Pour l’étude de Boothby, les astronautes examineront la biologie moléculaire des tardigrades pour rechercher des signes de toute adaptation immédiate et à long terme à la vie en orbite terrestre basse — qui soumet les voyageurs spatiaux aux rigueurs de la gravité zéro et à une exposition accrue aux radiations. Il espère que les informations glanées auprès des créatures, qui devraient arriver à la station dans un état semi-gelé avant d’être décongelées, fourniront des informations vitales pour les méthodes futures qui pourraient protéger la santé des astronautes lors de missions spatiales prolongées.
Mieux comprendre les interactions entre microbiote et organisme hôte
Une expérience distincte et parallèle, également prévue par la mission de réapprovisionnement, amènera des bébés calmars (Euprymna scolopes) à la station. Les calamars de 3 mm ont un organe spécial produisant de la lumière à l’intérieur de leur corps, où les bactéries bioluminescentes (Aliivibrio fischeri) donnent leur éclat au calmar. Les chercheurs de cette expérience espèrent étudier cette relation symbiotique entre les bactéries et les calmars pour voir comment les microbes bénéfiques interagissent avec les tissus animaux dans l’espace.
« Les animaux, y compris les humains, dépendent de certains microbes pour maintenir un système digestif et immunitaire sain. Nous ne comprenons pas pleinement comment les vols spatiaux modifient ces interactions bénéfiques », indique Jamie Foster, microbiologiste à l’Université de Floride et chercheur principal de l’expérience Understanding of Microgravity on Animal-Microbe Interactions (UMAMI).

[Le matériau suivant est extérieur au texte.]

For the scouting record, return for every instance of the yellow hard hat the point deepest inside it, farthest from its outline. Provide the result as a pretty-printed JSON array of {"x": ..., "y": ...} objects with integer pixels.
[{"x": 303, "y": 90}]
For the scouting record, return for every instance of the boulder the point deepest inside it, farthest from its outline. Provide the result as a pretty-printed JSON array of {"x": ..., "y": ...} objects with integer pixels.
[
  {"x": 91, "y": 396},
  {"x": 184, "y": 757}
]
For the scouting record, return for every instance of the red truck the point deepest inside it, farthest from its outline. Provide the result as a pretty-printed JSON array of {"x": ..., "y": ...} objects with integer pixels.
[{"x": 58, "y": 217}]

Les calmars naissent sans les bactéries, qu’ils acquièrent ensuite dans l’océan, de sorte que les chercheurs prévoient d’ajouter les bactéries aux calmars dès que les animaux seront décongelés sur l’ISS. De cette façon, les chercheurs peuvent observer le calmar alors qu’il établit une symbiose avec la bactérie. En étudiant les molécules produites au cours du processus, les chercheurs seront en mesure de déterminer quels gènes le calmar a activés et désactivés pour accomplir l’exploit dans l’espace. Le savoir pourrait aider les humains à mieux prendre soin de leur microbiote intestinal et du système immunitaires lors de voyages spatiaux sur de longues distances.